Wednesday, May 11, 2011

Enamorada

I fell a little in love with Pablo Picasso in Malaga. The last time he ever visited his birthplace was at 19 but they still claim him as their own and the museum there is a beautiful collection of his work. I was mesmerized. Some of his works are like Sesame Street cartoons- comical with eyes too big for their faces and their bodies in a jumble- a puzzle for the mind to put together. I can imagine the woman bather tangled up in a wave is me when I was thrown into the pebbles and shells at the Malaga beach by a large wave- my top coming off and then me frantically putting it back in place- long limbs and wide eyes. A mess.
Then some are so gripping and stirring that they disturb the core of one's expectations. Something hurt responded to the daggers in his paintings and I felt like that was beautiful- art is meant to be relatable and I related. I think the anti-conformist and anti-academic nature of his work is so liberating. I love the idea that beauty does not have to be conventional and not what the infamous they declares it to be. Beauty is not always definable. It is like life. It's multifaceted with layers and complications and not all its works are pleasing ascetically but it's still art. It has its own beauty even if you can't discover it at first glance- like the bather. And sometimes you do see it- it is subtle like the romantic woman with the melancholy eyes whose body becomes an outline and fades out into lines- strokes- space. It doesn't look like he had a plan but the end result is stunning.

Someone wrote me asking what the next plan is for me- after the play I was in- and I thought of all the ways I could answer- I could have written that I have another part- a real part this time- it's small but she's a character with a backbone and I want to play her- but that's not a plan- it's just a part. I could have written that I'm here till the end of June with a break most likely in the States and then back here to Madrid again. But that's not a plan either. It's just the progression of my life at the moment. So really, it comes down to that- my life is being lived in the present and all plans are hypothetical, theoretical, slightly crazy and mostly just dreams.
Sometimes I think I'm much like that woman in the wave- tied up in knots- and I have to remind myself that that too is a story. It's okay to be a jumble. It's okay to be a puzzle. And then sometimes I think I'm the melancholy woman who can't quite find her body behind all the lines and that's okay too. Each moment is a picture; a work of art in the story that is life.

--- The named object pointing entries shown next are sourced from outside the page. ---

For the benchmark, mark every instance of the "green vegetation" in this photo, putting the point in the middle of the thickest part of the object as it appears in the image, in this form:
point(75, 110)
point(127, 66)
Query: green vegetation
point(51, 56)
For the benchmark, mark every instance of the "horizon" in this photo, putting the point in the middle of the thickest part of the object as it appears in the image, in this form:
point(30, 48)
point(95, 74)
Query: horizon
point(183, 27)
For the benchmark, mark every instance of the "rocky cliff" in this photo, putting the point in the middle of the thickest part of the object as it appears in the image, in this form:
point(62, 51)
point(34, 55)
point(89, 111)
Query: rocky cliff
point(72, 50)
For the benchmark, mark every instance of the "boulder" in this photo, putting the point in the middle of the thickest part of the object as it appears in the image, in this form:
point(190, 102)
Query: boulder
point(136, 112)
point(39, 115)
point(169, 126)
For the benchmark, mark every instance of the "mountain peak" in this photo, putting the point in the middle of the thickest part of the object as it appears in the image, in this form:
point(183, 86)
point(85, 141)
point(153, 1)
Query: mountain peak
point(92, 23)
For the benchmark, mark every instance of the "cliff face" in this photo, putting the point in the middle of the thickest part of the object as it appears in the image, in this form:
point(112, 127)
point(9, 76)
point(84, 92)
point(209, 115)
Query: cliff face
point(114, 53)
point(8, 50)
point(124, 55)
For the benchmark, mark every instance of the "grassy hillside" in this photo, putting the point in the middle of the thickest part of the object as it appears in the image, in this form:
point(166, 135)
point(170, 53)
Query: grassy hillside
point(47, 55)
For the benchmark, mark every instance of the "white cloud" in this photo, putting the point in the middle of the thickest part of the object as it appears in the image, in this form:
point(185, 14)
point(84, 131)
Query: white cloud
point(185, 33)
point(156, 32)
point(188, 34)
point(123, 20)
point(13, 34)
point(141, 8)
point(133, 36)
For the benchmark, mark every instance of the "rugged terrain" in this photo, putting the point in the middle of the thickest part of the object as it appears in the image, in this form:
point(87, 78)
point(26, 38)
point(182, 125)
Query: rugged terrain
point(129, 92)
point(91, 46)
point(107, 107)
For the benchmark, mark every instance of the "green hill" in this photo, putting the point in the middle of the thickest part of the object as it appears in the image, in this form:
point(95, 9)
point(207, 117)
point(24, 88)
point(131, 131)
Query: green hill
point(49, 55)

If perfection is relative does that make it impossible? Perhaps but impossible in a hopeful way- in a way that there is no joy in pursuing the unobtainable. Go for what brings you joy- God and love and life. And the result can be what it was meant to be without a grid and without carefully met expectations. That is not to say there is no planning and no buying some paint and canvas but it's not always what you think it need be. That's what I was reminded of in the museum in Malaga. And that's why I fell a little in love with Picasso- for telling me everything I feel and putting into a painting for me.

1 comment:

  1. Such a beautiful post. It made me smile and it made me cry. Thank you Claire!